Para que esses encontros não gerem polêmicas , na opinião do professor da PUC, o ideal é que o magistrado se reúna com o advogado juntamente com a parte contrária do caso. “Se um recurso especial importante tramitar no STJ, certamente Procuradores da Fazenda Nacional visitarão os Ministros e pessoalmente entregarão memoriais. Como fica um advogado do Paraná? Não seria bom se ele fosse notificado da visita de modo a poder estar presente ao ato?”, reflete Freitas.

O juiz da 2ª Turma Recursal dos Juizados Especiais Federais do Paraná Vicente de Paula Ataide Junior também considera imprescindível que o atendimento seja feito na presença da parte contrária. O magistrado lembra que os advogados podem interferir na forma como o juiz vai analisar o caso em questão. “Qual o grau de influência que o advogado vai ter sobre o juiz em uma audiência privada? Não dá para ser ingênuo de pensar que isso não faz diferença”, observa Ataide.

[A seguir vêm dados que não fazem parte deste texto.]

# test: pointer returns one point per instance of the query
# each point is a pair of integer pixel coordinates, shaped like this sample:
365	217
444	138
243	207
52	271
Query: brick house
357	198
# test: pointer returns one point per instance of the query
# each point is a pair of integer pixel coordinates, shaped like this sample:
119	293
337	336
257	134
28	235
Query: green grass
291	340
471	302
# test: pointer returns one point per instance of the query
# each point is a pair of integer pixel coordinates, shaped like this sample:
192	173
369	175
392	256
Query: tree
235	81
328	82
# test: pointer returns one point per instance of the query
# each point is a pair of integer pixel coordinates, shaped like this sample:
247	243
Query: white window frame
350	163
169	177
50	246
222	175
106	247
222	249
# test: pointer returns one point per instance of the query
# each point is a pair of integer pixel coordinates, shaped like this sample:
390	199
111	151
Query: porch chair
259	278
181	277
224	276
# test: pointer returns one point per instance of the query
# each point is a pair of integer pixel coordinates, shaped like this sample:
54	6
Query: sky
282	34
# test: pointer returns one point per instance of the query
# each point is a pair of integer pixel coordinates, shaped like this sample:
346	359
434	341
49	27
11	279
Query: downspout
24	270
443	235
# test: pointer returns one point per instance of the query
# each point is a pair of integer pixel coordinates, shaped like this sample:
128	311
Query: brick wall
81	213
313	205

O vice-presidente da OAB Paraná, Cassio Telles ,não acredita que um advogado possa interferir no julgamento por conversar com o juiz. “A experiência que nós temos na advocacia mostra que não deve existir um temor pelo fato de advogado conversar com o juiz. Os juízes são pessoas equilibradas e imparciais, essas conversas não vão interferir na decisão do magistrado”, diz.

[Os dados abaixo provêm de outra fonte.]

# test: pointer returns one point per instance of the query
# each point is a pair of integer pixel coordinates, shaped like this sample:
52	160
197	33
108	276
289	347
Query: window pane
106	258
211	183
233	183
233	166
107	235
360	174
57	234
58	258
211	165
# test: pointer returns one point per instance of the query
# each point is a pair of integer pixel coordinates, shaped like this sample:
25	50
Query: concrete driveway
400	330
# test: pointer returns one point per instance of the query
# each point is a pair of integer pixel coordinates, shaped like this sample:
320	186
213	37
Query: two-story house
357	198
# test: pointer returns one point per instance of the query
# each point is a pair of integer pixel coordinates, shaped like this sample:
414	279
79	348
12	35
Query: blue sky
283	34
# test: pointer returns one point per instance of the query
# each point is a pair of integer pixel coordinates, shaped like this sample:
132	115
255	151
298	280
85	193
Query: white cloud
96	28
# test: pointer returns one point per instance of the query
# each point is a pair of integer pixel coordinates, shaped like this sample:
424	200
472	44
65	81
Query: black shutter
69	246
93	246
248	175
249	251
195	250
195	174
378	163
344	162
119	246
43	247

Falta de ética gera escândalos em outros países

  • Curitiba

O professor de direito da PUC-PR Vladimir Passos de Freitas relaciona o tráfico de influências com o ranking de países mais corruptos, feito pela ONG Transparência Internacional. “Para ficar só na América do Sul, isto não é problema no Chile e Uruguai, que estão em ótima classificação a nível internacional. Mas certamente é um problema na Venezuela, país que se encontra entre os últimos “, explica Freitas. “Nos países menos corruptos isto é uma questão de ética. Nos mais corruptos o tráfico de influências é tido como normal”, avalia.

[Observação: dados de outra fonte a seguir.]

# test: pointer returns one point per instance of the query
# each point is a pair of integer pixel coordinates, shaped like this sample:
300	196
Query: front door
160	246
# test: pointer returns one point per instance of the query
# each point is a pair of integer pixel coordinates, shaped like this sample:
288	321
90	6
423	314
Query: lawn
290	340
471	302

Na França, se advogados de clientes envolvidos num processo de corrupção se reunissem de forma acobertada com um ministro , a possibilidade de um escândalo seria bastante provável. Na opinião de Didier Adjedj, presidente da Comissão de Exercício de Direito do Conselho Nacional da Advocacia francês, o encontro coloca uma “dificuldade deontológica”.

“Sobretudo o ministro que estaria implicado, não os advogados. Não é algo contrário às regras deontológicas. Se o ministro tivesse cruzado por acaso com os advogados num corredor, seria diferente. Mas agendar um encontro, com a suspeita de se ter passado informações sobre um processo em curso, não seria algo admitido na França”, disse, ao avaliar a reunião do ministro da Justiça, José Eduardo Cardozo, com advogados de investigados na Operação Lava Jato.

Nos Estados Unidos, durante a crise financeira de 2008, uma reunião entre o procurador-geral americano, Eric Holder, e o presidente do banco JP Morgan Chase, Jamie Dimon , acompanhado de dois advogados, causou revolta no país.